Northwest has announced that customers may now print their boarding passes at international fax machines after checking in for flights over the Internet as the airline expands its boarding pass by fax option to international locations.“This enhancement makes the speed and convenience of nwa.com check-in available to more of our customers worldwide,” said Al Lenza, vice president of distribution and e-commerce. “Particularly when traveling, many of our customers have told us they often have easy access to a computer and the Internet, but not to a printer. This enhancement allows them to check in from a laptop or other computer no matter where their travels take them around the world and have their boarding pass waiting for them at their hotel, a nearby office or another location.”
In July 2005, Northwest enhanced its Internet check-in service to allow customers to select from either the “print boarding pass” or “fax boarding pass” option after beginning the check-in process at www.nwa.com. If the “print boarding pass” option is selected, the boarding pass is sent to a nearby printer. If the “fax boarding pass” option is chosen, customers are asked to enter a fax number, and the service faxes the boarding pass to them at the number of their choice. Initially, the service was able to send boarding passes to North American fax numbers. More than 200,000 Northwest customers have received their boarding passes using the fax feature since its implementation last year.

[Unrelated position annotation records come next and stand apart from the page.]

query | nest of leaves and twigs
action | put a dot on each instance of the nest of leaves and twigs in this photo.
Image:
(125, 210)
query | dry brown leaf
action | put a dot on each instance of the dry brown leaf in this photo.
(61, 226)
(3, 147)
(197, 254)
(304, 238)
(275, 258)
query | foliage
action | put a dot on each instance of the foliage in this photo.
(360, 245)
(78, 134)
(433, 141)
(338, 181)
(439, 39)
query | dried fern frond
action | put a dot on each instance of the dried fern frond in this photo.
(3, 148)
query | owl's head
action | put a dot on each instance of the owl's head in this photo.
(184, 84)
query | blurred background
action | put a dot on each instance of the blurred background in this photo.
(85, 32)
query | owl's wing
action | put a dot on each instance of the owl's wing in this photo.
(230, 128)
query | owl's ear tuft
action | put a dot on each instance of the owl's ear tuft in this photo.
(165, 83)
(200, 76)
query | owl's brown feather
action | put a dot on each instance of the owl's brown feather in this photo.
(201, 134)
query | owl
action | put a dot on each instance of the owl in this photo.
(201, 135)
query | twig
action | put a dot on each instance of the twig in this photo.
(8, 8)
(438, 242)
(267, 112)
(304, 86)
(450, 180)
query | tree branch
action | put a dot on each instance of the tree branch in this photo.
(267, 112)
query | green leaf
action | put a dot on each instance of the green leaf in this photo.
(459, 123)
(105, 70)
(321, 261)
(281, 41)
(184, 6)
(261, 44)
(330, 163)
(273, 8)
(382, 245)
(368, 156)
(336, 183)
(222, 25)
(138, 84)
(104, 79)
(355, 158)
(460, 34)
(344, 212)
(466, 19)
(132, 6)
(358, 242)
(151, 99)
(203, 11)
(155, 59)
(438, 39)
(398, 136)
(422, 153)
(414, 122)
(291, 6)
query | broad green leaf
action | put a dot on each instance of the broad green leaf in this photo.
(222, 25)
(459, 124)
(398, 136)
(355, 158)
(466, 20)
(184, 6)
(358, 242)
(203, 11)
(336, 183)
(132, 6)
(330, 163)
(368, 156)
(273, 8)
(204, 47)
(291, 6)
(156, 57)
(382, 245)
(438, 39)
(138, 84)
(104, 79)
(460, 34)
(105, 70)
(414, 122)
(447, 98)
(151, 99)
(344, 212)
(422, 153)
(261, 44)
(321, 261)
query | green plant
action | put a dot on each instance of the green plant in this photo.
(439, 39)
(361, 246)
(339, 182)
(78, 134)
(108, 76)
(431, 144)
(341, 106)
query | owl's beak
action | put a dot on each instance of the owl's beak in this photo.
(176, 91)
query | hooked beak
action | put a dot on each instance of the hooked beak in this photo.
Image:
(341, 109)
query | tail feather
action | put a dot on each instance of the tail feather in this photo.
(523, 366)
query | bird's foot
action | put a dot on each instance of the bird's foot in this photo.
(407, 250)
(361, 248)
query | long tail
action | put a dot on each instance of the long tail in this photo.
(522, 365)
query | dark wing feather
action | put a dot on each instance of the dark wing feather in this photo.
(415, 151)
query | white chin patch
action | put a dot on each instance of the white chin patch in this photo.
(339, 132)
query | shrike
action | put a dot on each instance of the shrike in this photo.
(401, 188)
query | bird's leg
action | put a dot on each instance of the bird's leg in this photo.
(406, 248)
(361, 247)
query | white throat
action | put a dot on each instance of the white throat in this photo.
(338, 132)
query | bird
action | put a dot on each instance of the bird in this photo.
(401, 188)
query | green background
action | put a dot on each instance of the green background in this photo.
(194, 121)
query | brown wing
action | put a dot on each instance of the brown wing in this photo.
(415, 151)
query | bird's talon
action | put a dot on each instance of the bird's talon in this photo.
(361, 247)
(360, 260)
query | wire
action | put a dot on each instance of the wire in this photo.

Self-service check-in is the preferred form of check-in for the vast majority of Northwest’s customers, allowing them to speed through the check-in process in as little as 90 seconds. During the month of September, 83 percent of Northwest’s customers checked in for their flights over the Internet at the airline’s www.nwa.com Web site or at one of 1,100 self-service check-in kiosks located in 229 airports spanning the globe. Northwest has kiosks in more locations than any other airline in the world.
Usage of Internet check-in has continued to grow and now accounts for a larger percentage of self-service check-ins than at any time since the service was first launched by Northwest in November 2000. Of the 83 percent of Northwest customers using the self-service check-in option during the month of September, one-third of them checked in over the Internet and two-thirds used kiosks.